Naturally, this meant I had to weed through 3 different sets of buyers, three different escrows, just to get to closing. You get the first buyer just to put the bank on notice that you’re doing a short sale. The second buyer replaces the first when the first buyer runs off to buy something else because they can’t wait. Then the second buyer waits long enough for the bank to respond before that buyer bites the dust. Finally, the third buyer piggybacks off the previous work, and that buyer closes escrow. That buyer was a flipper.
You’d think I would be done with this house, right? The flipper is gonna hire his own agent to sell when the work is finished. But no, along comes a buyer who calls and was dying to see the house. By now, the roof had been replaced, and an addition jumped the square footage from 1,400 or so to over 2,000. We warned the buyers not to buy a flipper, but they did anyway. The sellers had to tent the house prior to closing. So this is how I sold the house 4 times so far. Three more to go.
Fast forward to last fall when the buyers called and needed a larger home for their family. We sold them a home in El Dorado Hills, IIRC. We came on the market in November and went pending almost immediately, within one day. The buyers were madly in love with the house, and everything was going really smoothly. You did not think I would have to sell the same home seven times, but these 5th buyers, alas, were not our buyers. In the end, they couldn’t qualify for a loan.
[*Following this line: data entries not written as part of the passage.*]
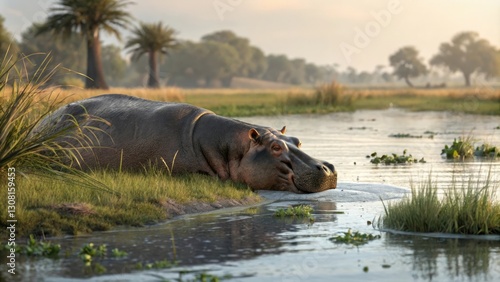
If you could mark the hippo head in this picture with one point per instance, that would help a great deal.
(275, 161)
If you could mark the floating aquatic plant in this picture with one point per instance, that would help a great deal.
(354, 238)
(394, 159)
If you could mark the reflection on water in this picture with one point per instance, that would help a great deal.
(456, 259)
(255, 246)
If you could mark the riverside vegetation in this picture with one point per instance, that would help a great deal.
(467, 207)
(54, 199)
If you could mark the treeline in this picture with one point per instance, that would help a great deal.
(217, 58)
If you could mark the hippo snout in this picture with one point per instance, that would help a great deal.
(327, 168)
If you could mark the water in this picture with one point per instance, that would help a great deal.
(250, 244)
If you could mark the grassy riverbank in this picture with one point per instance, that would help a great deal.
(52, 207)
(50, 198)
(468, 206)
(249, 102)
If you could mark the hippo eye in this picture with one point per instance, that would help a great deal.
(276, 148)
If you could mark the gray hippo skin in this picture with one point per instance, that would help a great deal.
(140, 132)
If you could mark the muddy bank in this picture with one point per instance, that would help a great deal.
(174, 209)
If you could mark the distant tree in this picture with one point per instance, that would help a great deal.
(218, 62)
(312, 73)
(154, 40)
(114, 64)
(365, 77)
(252, 59)
(258, 63)
(88, 18)
(298, 71)
(66, 53)
(406, 64)
(468, 54)
(278, 68)
(6, 40)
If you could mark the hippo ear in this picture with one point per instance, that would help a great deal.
(253, 135)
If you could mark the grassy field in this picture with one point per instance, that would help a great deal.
(52, 207)
(467, 207)
(248, 102)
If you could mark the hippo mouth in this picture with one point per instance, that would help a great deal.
(297, 188)
(327, 182)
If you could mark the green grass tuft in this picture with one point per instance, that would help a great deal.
(50, 207)
(355, 238)
(302, 211)
(468, 207)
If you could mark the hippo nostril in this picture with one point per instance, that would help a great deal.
(330, 166)
(325, 168)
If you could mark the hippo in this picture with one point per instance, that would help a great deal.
(131, 133)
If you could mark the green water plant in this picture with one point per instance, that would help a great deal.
(354, 238)
(394, 159)
(463, 148)
(117, 253)
(89, 251)
(159, 264)
(467, 207)
(35, 248)
(488, 151)
(300, 211)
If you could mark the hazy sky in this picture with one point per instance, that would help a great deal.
(358, 33)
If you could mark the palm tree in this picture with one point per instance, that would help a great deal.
(88, 18)
(153, 39)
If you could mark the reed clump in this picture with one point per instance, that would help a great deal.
(469, 206)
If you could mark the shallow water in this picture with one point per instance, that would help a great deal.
(250, 244)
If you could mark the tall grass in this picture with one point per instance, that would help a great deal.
(25, 145)
(466, 207)
(50, 207)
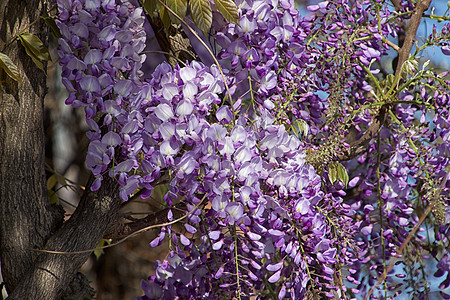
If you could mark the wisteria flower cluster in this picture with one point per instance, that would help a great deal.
(270, 213)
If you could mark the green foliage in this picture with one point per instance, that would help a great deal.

Back on market again. I pulled a new MLS number to reset the days on market and make the listing more appealing to eager buyers. Because it was close to Christmas, this next go-around took a week to sell to the 6th buyer. We had 2 offers, one from the agent from hell. Fortunately, I don’t work with very many agents from hell, but this one, let’s just say there wasn’t any disappointment when we sent the Withdrawal of Counter Offer because the second offer was better. A well known colleague in my office represented the 6th buyer. What could go wrong?
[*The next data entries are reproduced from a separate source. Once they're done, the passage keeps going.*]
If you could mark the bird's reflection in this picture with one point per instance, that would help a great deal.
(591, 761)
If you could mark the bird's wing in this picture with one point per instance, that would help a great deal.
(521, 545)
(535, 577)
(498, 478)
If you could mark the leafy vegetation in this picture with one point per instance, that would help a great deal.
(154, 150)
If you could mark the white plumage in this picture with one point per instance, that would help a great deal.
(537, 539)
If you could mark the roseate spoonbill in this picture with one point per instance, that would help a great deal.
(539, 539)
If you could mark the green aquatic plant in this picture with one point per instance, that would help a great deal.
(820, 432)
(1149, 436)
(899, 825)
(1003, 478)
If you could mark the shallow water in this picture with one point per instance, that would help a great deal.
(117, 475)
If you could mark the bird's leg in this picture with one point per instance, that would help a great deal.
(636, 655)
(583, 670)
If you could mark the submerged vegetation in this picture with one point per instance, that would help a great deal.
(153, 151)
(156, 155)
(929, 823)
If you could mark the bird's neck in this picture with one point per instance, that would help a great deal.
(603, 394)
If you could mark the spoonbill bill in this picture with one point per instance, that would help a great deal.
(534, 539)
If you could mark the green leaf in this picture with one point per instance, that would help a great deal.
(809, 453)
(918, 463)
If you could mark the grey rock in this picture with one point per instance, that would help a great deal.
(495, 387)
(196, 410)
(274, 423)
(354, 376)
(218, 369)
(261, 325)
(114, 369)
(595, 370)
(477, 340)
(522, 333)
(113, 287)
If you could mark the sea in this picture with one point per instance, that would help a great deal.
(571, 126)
Plenty, it seems. We never found out really what the buyers’ problems were or why they canceled. After a couple of weeks in escrow, they seemed to have developed cold feet. I rarely point the fickle finger of fate at the buyer’s agent when this happens because I doubt the agent was thrilled with the change of events.
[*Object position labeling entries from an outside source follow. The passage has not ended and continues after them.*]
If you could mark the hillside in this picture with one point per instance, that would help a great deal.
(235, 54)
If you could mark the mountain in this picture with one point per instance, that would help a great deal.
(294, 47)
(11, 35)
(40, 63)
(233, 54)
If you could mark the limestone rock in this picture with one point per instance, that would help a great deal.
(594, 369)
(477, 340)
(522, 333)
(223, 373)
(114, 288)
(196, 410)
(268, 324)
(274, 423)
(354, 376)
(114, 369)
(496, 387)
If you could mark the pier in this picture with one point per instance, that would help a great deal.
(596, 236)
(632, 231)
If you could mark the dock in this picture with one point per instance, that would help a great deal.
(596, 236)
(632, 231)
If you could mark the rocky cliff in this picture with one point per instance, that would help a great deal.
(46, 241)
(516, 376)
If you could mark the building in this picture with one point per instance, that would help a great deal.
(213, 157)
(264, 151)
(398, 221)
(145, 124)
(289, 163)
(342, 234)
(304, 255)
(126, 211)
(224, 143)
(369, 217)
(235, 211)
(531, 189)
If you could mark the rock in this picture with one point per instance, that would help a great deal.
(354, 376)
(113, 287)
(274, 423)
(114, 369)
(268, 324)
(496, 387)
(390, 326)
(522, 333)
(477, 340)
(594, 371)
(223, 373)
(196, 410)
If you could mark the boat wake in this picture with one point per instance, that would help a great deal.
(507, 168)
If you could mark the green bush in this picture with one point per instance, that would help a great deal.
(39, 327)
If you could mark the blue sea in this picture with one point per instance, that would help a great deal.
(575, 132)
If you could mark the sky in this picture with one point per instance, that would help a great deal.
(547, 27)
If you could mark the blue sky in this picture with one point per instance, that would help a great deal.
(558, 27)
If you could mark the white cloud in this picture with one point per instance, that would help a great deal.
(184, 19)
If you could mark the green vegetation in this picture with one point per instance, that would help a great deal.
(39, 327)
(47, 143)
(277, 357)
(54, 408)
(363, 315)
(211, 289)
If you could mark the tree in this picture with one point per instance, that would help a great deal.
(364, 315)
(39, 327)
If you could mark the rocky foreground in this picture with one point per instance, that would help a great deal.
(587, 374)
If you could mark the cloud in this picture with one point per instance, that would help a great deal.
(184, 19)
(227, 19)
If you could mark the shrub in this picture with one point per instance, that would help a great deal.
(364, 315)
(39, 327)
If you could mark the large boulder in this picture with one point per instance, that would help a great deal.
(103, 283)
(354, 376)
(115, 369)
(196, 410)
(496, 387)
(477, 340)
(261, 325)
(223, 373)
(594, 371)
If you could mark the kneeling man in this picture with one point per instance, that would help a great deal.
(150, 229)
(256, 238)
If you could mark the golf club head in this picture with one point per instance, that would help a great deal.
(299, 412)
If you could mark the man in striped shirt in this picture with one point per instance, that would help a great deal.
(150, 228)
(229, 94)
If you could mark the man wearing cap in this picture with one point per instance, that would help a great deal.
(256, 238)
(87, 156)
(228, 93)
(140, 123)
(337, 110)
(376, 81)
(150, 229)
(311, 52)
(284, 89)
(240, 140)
My sellers were simply devastated. I felt their pain, and it made me pretty sad, too. I want my clients happy and excited, not depressed and desperate. I cheered them up the best I could and tried to paint a rosier picture of the future. I assured them, absolutely without doubt, I would sell it again, and it would close the third time. They know I don’t make promises I can’t keep. We pulled a new MLS number to reset the days on market again. Keeping up my sellers’ spirits when the unexpected happens is a huge part of my job. It’s emotional management. Not every agent is good at it.
Sure enough, within 24 hours, back in escrow. The 7th set of buyers, thank goodness, were represented by a strong Team in Sacramento. There were plenty of issues such as why we couldn’t find a building permit. Why the shower floor needed to be torn up. Why several of the pest reports contained conflicting information. But I was able to explain everything in such a way that the buyers accepted the home in its AS IS condition and still agreed to pay list price.
This home closed escrow last week. It’s how I ended up having to sell the same home seven times. I made no money on the first sale because it involved 6 months of work and it was a short sale. I didn’t make much on the second sale because my buyer’s agent got the biggest cut. But I finally got paid on the third sale after 2 failed escrows. This is how an agent can sell the same home seven times and not really make any money. Now that I reflect on it. LOL.